And the Oscar Goes Boo: A Brief History of Booing at the Oscars
Photo by Frank Edwards/Fotos International/Getty Images
Celebrities are like landlords: There are no good ones. What’s more, our relationship with them is always parasitic and tinged with a grievous power imbalance. As Woody Harrelson reminded us recently on SNL, a lot of them are complete nutters, and instead of writing thinkpieces on what their behavior reveals about The State of Our Society, we should just laugh at these creeps before choosing to go outside, read some literature and hug our parents or whatever.
What’s worse than our inescapable hunger for celebrity is that the shiny, golden trophies they give them every March also seem to have a stranglehold on us—despite the actual Oscars ceremony being a guaranteed painful slog. But what’s more grating than the sardonic comedians making lukewarm jokes at the expense of movies they don’t care about is the notion that this industry’s awards show can be considered to be at the forefront of modern politics, or even that it has a political consciousness at all. No, I don’t mean in terms of nominating non-white, non-male talent (there’re enough op-eds on that topic already), but rather that the Academy Awards often like to purport that they have been keeping up with the urgent, radical changes of the world.
It’s clear this year that the Oscars want to play politics again, showing a stance against Russia’s invasion of Ukraine by, in all likelihood, awarding Best Documentary to the anti-Putin Navalny and Best International Film to the ultra-modern war-in-Europe All Quiet on the Western Front.
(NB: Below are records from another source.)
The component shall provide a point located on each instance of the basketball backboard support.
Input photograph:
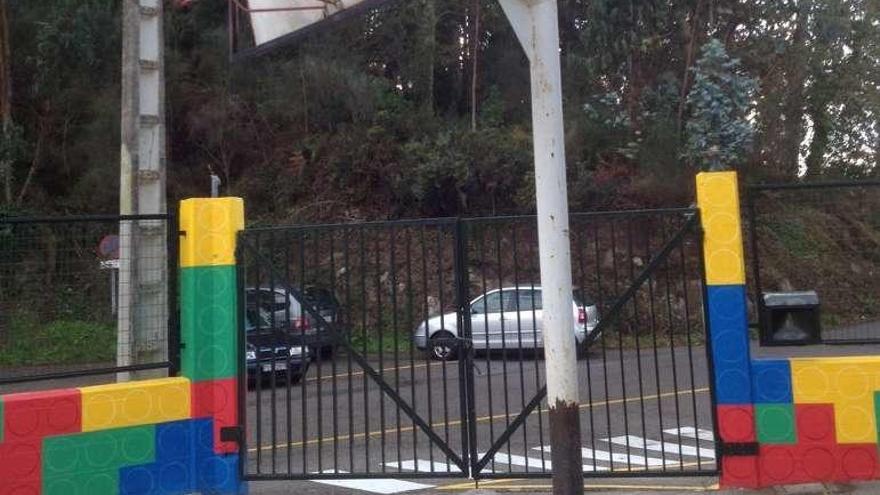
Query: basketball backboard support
(276, 23)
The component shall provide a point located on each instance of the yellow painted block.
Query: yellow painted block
(855, 421)
(135, 403)
(210, 227)
(718, 199)
(824, 380)
(811, 383)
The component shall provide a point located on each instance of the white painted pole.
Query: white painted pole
(536, 23)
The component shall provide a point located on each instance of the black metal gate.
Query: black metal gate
(422, 350)
(644, 371)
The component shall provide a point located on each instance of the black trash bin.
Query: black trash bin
(790, 318)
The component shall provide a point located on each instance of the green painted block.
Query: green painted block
(775, 423)
(97, 452)
(208, 322)
(91, 483)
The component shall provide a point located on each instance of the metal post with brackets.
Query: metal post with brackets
(536, 24)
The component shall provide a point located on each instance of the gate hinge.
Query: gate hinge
(231, 434)
(739, 449)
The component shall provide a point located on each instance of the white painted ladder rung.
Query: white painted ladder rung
(639, 443)
(424, 466)
(149, 64)
(691, 432)
(633, 461)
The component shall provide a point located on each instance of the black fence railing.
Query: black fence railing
(63, 300)
(412, 349)
(825, 237)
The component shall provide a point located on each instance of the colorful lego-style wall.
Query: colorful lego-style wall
(783, 421)
(145, 437)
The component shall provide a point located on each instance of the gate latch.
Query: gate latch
(739, 449)
(231, 434)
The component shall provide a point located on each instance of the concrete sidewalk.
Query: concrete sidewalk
(659, 487)
(649, 486)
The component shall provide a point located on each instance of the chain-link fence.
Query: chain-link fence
(85, 296)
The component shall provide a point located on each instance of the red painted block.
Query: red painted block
(815, 424)
(33, 415)
(736, 423)
(20, 461)
(18, 487)
(857, 462)
(217, 399)
(783, 464)
(20, 468)
(740, 472)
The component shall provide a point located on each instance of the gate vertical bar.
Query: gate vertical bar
(536, 24)
(465, 360)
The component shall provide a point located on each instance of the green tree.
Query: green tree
(719, 132)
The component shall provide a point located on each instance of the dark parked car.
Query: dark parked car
(273, 349)
(284, 306)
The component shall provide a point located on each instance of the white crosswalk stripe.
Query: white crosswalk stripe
(691, 432)
(632, 460)
(425, 466)
(503, 460)
(599, 460)
(639, 443)
(382, 486)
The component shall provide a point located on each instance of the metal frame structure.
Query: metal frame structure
(237, 29)
(383, 273)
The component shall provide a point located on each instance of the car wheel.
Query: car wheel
(442, 347)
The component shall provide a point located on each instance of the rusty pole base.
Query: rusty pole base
(565, 452)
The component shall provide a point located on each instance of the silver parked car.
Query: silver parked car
(506, 318)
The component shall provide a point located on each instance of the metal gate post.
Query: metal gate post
(536, 23)
(466, 354)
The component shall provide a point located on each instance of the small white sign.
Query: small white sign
(110, 265)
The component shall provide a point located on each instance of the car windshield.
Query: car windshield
(254, 317)
(320, 298)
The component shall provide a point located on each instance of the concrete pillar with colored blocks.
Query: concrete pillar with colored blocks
(209, 307)
(718, 200)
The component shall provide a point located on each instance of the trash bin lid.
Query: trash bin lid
(800, 298)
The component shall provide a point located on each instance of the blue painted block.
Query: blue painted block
(219, 475)
(771, 381)
(728, 333)
(192, 438)
(179, 447)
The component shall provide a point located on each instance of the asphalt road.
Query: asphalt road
(641, 411)
(342, 422)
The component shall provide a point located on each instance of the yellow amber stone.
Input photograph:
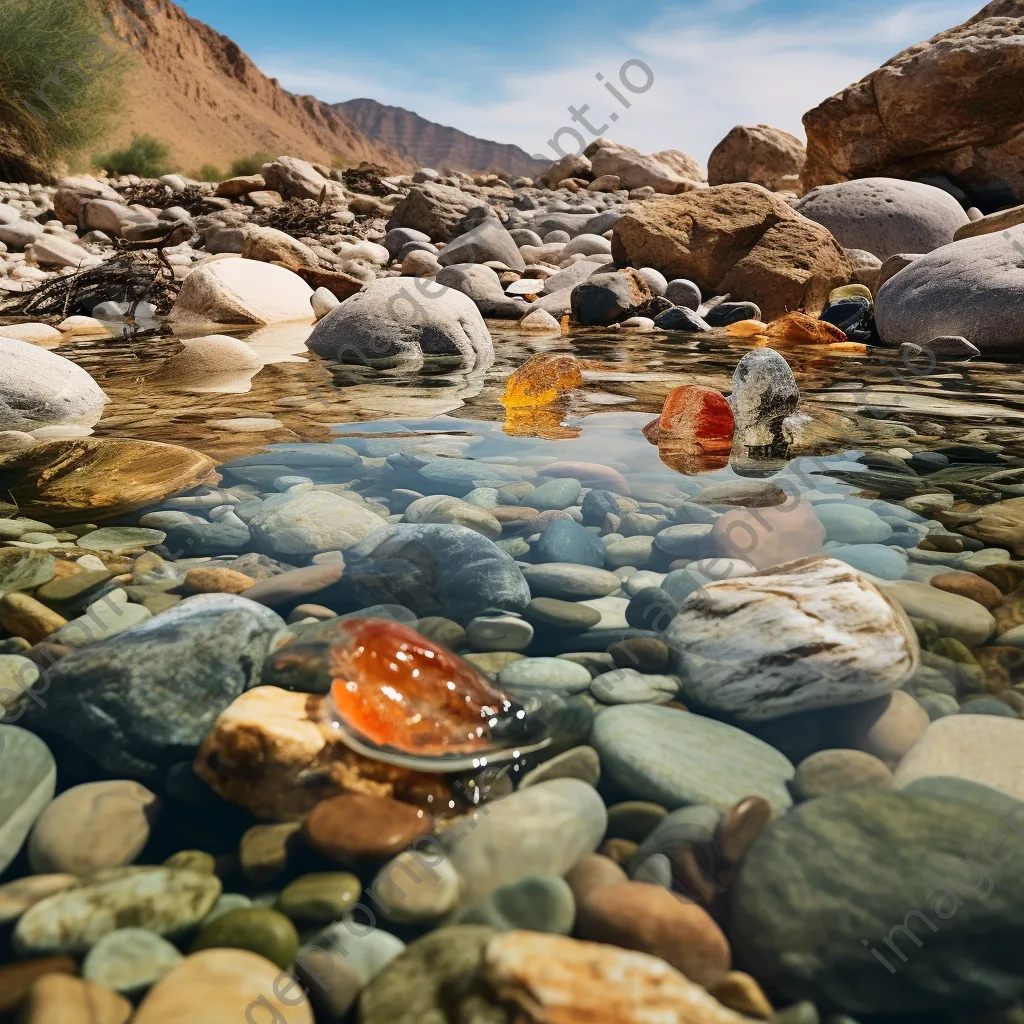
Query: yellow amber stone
(542, 380)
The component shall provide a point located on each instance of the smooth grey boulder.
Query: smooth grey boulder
(894, 903)
(39, 388)
(885, 216)
(404, 322)
(146, 698)
(488, 241)
(972, 289)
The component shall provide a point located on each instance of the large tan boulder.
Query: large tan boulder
(635, 170)
(270, 246)
(759, 154)
(738, 239)
(242, 291)
(953, 105)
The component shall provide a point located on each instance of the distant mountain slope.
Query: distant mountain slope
(198, 91)
(431, 144)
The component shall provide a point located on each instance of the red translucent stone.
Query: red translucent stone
(393, 688)
(694, 416)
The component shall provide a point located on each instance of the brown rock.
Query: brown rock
(24, 616)
(218, 985)
(17, 979)
(919, 113)
(99, 477)
(74, 1000)
(740, 992)
(969, 585)
(218, 581)
(270, 246)
(93, 826)
(355, 828)
(652, 920)
(555, 980)
(272, 752)
(738, 239)
(740, 825)
(761, 155)
(593, 871)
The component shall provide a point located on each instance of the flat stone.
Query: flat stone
(674, 758)
(93, 826)
(163, 900)
(981, 749)
(129, 961)
(813, 634)
(221, 985)
(30, 779)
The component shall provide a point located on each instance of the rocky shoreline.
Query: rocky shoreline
(576, 715)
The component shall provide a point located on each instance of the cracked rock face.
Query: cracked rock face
(810, 634)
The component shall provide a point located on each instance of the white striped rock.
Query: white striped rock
(814, 633)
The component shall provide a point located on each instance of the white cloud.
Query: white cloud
(714, 67)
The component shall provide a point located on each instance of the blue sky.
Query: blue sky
(508, 72)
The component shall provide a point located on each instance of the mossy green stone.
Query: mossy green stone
(267, 933)
(320, 898)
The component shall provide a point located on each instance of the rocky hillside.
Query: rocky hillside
(198, 91)
(431, 144)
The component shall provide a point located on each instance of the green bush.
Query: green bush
(249, 165)
(146, 157)
(59, 76)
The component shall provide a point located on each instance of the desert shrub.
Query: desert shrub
(250, 165)
(145, 157)
(59, 76)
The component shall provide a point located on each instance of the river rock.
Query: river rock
(675, 758)
(145, 698)
(100, 477)
(433, 570)
(167, 901)
(130, 961)
(969, 289)
(224, 985)
(866, 902)
(764, 393)
(30, 779)
(39, 388)
(544, 829)
(242, 291)
(309, 522)
(813, 634)
(92, 826)
(885, 216)
(564, 979)
(981, 749)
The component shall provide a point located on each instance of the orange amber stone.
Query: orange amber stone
(809, 330)
(693, 419)
(542, 380)
(392, 688)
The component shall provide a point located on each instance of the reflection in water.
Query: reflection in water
(846, 400)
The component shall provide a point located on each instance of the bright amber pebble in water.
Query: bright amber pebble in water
(395, 688)
(542, 380)
(694, 419)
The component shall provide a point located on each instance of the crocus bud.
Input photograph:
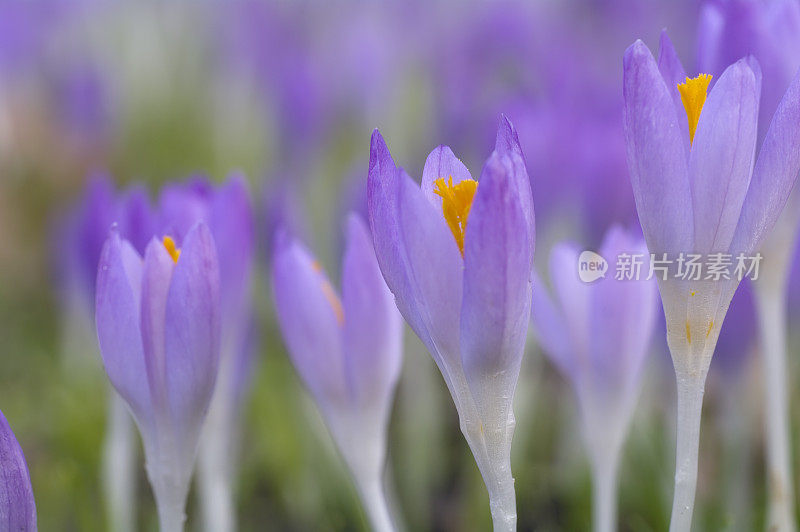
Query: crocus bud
(158, 323)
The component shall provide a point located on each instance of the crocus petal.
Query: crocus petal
(710, 28)
(441, 163)
(622, 317)
(497, 271)
(156, 277)
(119, 282)
(418, 255)
(571, 293)
(774, 175)
(182, 205)
(137, 222)
(373, 327)
(657, 155)
(192, 328)
(671, 68)
(551, 327)
(17, 506)
(308, 320)
(231, 222)
(721, 159)
(507, 142)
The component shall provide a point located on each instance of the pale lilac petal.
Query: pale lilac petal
(551, 327)
(373, 327)
(119, 283)
(308, 320)
(442, 163)
(774, 175)
(156, 277)
(230, 219)
(17, 506)
(622, 316)
(571, 294)
(721, 159)
(657, 155)
(497, 273)
(417, 253)
(671, 68)
(192, 328)
(137, 222)
(507, 142)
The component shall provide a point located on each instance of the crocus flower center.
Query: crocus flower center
(456, 203)
(173, 251)
(330, 295)
(693, 95)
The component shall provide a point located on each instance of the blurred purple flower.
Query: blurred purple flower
(598, 335)
(17, 506)
(84, 105)
(80, 234)
(227, 211)
(347, 351)
(769, 30)
(465, 292)
(158, 325)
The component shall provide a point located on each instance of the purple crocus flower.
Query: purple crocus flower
(17, 506)
(464, 288)
(598, 335)
(771, 32)
(347, 350)
(227, 211)
(158, 325)
(698, 191)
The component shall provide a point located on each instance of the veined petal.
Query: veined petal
(721, 160)
(417, 253)
(495, 312)
(441, 163)
(657, 155)
(17, 506)
(156, 277)
(309, 320)
(671, 68)
(192, 327)
(774, 175)
(117, 312)
(373, 329)
(508, 143)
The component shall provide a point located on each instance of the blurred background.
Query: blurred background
(288, 93)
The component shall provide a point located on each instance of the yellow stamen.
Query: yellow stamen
(456, 203)
(173, 251)
(693, 95)
(330, 295)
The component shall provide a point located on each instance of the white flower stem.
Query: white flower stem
(604, 495)
(170, 502)
(373, 498)
(690, 406)
(492, 451)
(119, 456)
(217, 462)
(772, 321)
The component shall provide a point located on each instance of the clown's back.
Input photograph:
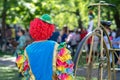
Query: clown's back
(40, 57)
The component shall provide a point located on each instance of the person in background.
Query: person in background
(55, 35)
(113, 34)
(64, 34)
(73, 39)
(43, 58)
(21, 43)
(116, 45)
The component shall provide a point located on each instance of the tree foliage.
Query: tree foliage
(73, 13)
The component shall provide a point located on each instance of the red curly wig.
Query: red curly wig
(40, 30)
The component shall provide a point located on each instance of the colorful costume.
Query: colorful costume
(45, 59)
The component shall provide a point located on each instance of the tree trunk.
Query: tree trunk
(117, 18)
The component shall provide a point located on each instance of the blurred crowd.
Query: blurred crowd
(17, 38)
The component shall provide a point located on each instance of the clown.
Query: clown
(44, 59)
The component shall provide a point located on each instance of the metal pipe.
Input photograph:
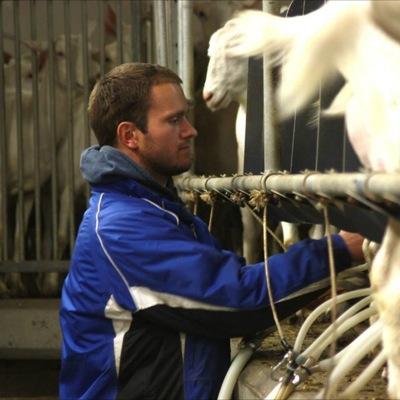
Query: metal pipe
(136, 31)
(36, 131)
(70, 124)
(170, 34)
(3, 153)
(100, 16)
(20, 250)
(380, 185)
(120, 39)
(185, 47)
(271, 139)
(160, 30)
(52, 126)
(85, 56)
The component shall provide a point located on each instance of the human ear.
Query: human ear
(127, 134)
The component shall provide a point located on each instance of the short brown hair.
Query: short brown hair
(123, 94)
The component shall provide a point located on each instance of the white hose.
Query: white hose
(319, 345)
(355, 352)
(365, 376)
(231, 377)
(323, 308)
(346, 321)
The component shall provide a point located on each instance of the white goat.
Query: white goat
(342, 37)
(49, 282)
(226, 81)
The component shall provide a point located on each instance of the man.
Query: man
(151, 299)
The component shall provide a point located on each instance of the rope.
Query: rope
(193, 198)
(266, 267)
(269, 230)
(322, 205)
(209, 198)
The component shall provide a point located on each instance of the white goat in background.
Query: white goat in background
(49, 282)
(346, 37)
(226, 81)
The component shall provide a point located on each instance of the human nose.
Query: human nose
(188, 130)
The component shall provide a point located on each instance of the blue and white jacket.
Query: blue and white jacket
(151, 299)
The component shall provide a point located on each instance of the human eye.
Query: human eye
(175, 119)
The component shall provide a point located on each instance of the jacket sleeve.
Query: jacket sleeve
(156, 263)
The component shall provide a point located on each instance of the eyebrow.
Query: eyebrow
(190, 103)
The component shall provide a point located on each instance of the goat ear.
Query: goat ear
(6, 57)
(250, 4)
(42, 58)
(110, 22)
(91, 28)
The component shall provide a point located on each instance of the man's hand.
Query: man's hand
(354, 243)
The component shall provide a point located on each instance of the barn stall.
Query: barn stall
(52, 53)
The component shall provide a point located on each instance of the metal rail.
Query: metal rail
(375, 186)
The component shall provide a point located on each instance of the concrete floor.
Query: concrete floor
(33, 379)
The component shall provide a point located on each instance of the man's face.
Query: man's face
(165, 149)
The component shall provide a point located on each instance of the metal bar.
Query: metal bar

Maybe this lily-livered show of support would land better if they didn’t have a history of hounding any genuine political calls-to-action during the ceremony—something that only reveals the inescapable narcissism of celebrity voting bodies. Forget the standing ovation: The most memorable and telling crowd reaction at the Oscars is the boo.
Last year’s ceremony was a reminder of why you gotta tune in on Oscar night—something incredibly embarrassing might happen. Five years since they announced the wrong Best Picture winner, we had to make another sacrifice to the gods of cringe with another public display of celebrity hubris, granting us half a decade until, I don’t know, someone has to shoot Best Supporting Actor in the face. This may have been the most public Hollywood debacle ever televised (and if you listen to Will Smith’s speech, I swear you can hear some drowned-out boos), but it’s not like there haven’t been some loudly voiced disagreements with onstage oration over the Awards’ 94-year history. But, thanks to the glorious gift of hindsight, looking back at the times where people have booed presenters, nominees or winners reveals that, well, literally every person being booed was correct.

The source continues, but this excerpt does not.